Researchers study how mindfulness meditation affects students

BALTIMORE - Researchers are studying the effects of mindfulness in the classroom.

The practice was once synonymous with yoga studios. These days, even major corporations offer the training to employees. Mindfulness practices involve focusing on the present and on breathing.

Researchers at Johns Hopkins University are studying the effects of mindfulness training on students in urban elementary schools.

Before students at Baltimore City public schools start reading and writing, they begin the day with reflection by participating in a daily two-minute-long mindfulness exercise.

"A lot of these students are coming into school in a state of fight or flight," Dr. Tamar Mendelson, with Johns Hopkins University, said.

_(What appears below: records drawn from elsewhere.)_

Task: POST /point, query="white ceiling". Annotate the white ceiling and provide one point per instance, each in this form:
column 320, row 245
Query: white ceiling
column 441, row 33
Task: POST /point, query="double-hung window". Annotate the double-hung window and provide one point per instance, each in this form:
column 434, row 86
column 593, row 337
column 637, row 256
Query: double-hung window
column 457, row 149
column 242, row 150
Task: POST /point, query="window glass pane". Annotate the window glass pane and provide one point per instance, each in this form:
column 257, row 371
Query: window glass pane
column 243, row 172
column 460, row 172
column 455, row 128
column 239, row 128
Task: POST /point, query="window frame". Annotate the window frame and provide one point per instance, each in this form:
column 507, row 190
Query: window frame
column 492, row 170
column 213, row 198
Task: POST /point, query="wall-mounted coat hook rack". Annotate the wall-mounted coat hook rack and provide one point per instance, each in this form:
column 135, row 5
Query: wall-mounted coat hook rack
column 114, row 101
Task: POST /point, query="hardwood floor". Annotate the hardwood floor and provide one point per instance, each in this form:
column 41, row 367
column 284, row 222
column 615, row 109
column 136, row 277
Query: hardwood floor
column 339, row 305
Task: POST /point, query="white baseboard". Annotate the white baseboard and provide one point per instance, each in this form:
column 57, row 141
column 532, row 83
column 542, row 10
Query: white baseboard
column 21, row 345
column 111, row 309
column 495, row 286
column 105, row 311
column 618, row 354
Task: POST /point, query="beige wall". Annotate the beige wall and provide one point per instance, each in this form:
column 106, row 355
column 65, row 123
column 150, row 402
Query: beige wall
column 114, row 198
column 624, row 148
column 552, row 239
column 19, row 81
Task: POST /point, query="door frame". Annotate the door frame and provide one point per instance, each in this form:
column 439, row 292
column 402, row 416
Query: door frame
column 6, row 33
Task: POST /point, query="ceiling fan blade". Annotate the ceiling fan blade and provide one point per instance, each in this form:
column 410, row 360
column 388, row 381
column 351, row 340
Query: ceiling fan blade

Mendelson analyzed mindfulness instruction in Baltimore public schools as elementary students were trained on breathing techniques and yoga poses for 45 minutes four times a week for 12 weeks. Before and after the program, students were surveyed about how they reacted to stress.

The survey suggested that the children had less rumination and fewer intrusive thoughts after the training. The school offers a mindful moments room where a certified instructor leads students through exercises if they seem stressed in the classroom.

Baltimore is not the only place with mindfulness in the classroom. More than 300 schools will have their students practice mindfulness in a study to improve youth mental health.